Mohsen Armin, a member of the Iranian Parliament from Tehran, vehemently attacked Mortazavi in an open session of Parliament, blaming him for the unnecessary and prolonged detention of Kazemi. Armin also denounced Mortazavi’s attempt to cover up the murder by forcing a top Culture Ministry official to announce that Kazemi had died of a stroke. He concluded by calling for Mortazavi to be removed from power and for an investigation to be held into his actions. Armin’s strong public stand against a conservative official was extremely uncommon but, to date, Armin has been able to avoid the reprisals that would have been expected even a few years ago.
Outrage against Kazemi’s murder also surfaced in Iran’s reformist media, which has devoted exhaustive coverage to the case. One prominent daily, Yas-e-no, published a lengthy interview with Kazemi’s mother, who visited her daughter when she was in a coma. Ezzat Kazemi’s talk of the bruises she found on her daughter’s body and how she was forced to accept a burial in Iran intensified protests from the Canadian government and from Kazemi’s only son, who demanded that his mother’s body be sent to Canada for an autopsy.
Kazemi’s case is far from being resolved. “If the murder occurred while she was in the hands of the judiciary branch,” says Nasser Hadian, a Tehran University political science professor and a visiting scholar at Columbia University, “they will use delaying tactics in order for the investigation to go on forever–as long as it takes to make people eventually forget about who Kazemi was in the first place. Or, they will find a ‘scapegoat’ to save high-ranking officials from being condemned.”
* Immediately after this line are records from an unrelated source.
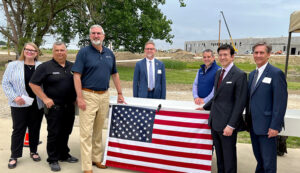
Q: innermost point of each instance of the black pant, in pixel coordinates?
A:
(60, 120)
(22, 118)
(225, 151)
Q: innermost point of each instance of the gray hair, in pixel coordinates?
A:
(208, 50)
(268, 46)
(150, 42)
(58, 43)
(96, 26)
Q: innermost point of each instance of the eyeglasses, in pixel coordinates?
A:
(97, 33)
(30, 50)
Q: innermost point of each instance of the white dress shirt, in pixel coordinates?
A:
(153, 69)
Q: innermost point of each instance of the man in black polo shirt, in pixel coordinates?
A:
(92, 70)
(58, 95)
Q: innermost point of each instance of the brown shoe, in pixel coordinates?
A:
(99, 165)
(89, 171)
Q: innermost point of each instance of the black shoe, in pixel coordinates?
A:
(70, 159)
(12, 166)
(54, 166)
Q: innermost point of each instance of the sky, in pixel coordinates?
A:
(199, 20)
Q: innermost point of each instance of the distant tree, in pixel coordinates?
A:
(129, 23)
(30, 20)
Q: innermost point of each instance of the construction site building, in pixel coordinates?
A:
(244, 45)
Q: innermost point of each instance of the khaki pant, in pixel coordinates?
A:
(91, 124)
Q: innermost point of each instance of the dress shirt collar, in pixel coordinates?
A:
(262, 68)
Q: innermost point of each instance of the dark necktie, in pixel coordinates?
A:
(221, 78)
(254, 81)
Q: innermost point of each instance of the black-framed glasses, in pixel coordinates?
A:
(30, 50)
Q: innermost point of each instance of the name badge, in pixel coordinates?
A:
(267, 80)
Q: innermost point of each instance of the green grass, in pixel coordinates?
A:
(173, 64)
(292, 142)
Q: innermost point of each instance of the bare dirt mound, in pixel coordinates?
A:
(127, 56)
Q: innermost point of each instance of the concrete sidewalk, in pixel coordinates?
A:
(246, 161)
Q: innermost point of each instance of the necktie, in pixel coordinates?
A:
(151, 83)
(254, 81)
(221, 78)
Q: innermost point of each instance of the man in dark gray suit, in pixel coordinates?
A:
(266, 109)
(226, 108)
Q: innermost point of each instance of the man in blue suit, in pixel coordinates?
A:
(267, 102)
(149, 80)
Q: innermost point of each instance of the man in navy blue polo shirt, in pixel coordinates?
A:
(204, 81)
(92, 70)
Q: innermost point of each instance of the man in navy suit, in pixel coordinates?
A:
(149, 80)
(226, 108)
(266, 108)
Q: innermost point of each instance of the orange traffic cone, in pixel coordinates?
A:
(26, 140)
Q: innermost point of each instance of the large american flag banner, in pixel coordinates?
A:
(142, 139)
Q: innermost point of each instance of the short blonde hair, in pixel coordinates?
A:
(22, 57)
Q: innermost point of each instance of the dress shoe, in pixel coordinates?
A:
(54, 166)
(12, 165)
(99, 165)
(89, 171)
(70, 159)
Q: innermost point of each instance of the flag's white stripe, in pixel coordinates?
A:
(180, 119)
(155, 165)
(160, 146)
(160, 156)
(182, 129)
(182, 139)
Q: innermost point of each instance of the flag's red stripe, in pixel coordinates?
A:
(160, 151)
(184, 114)
(181, 124)
(182, 144)
(137, 168)
(159, 161)
(182, 134)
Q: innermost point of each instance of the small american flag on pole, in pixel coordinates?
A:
(141, 139)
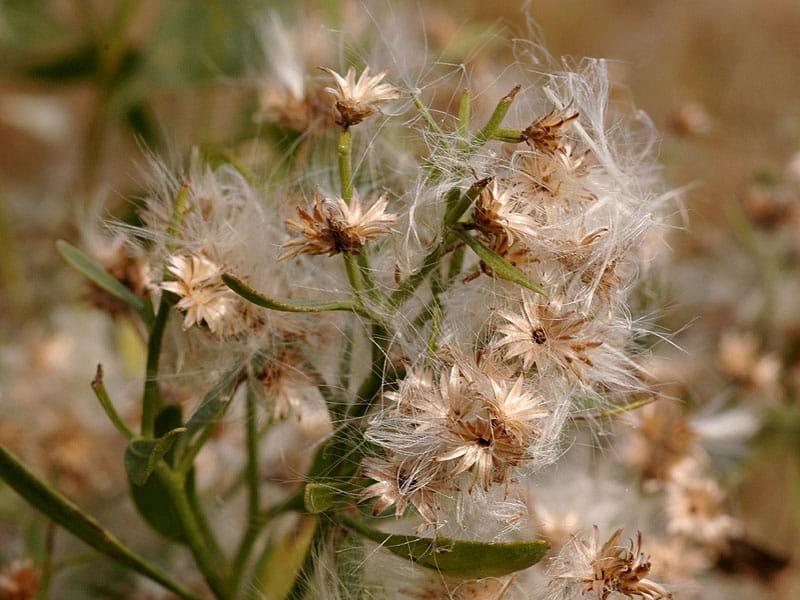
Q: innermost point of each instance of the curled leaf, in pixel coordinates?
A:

The latter option seems to be the one adopted by the conservative faction in charge of the judiciary: On August 25 two female employees from the reformist-controlled Intelligence Ministry were charged with Kazemi’s murder.
But Hadian also underlines that “her death became part of Iran’s internal politics” and will continue to reverberate for some time. At a vigil in Tehran protesting Kazemi’s killing, Mohsen Kadivar, a leading reformist cleric and writer, declared to the audience, “We have gathered here to tell the people of the world that freedom of the pen in Iran is restricted.” Ironically, those censors may have unwittingly provided Iranian reformers with ammunition for an attack against the hard-line clerics’ bastion of power.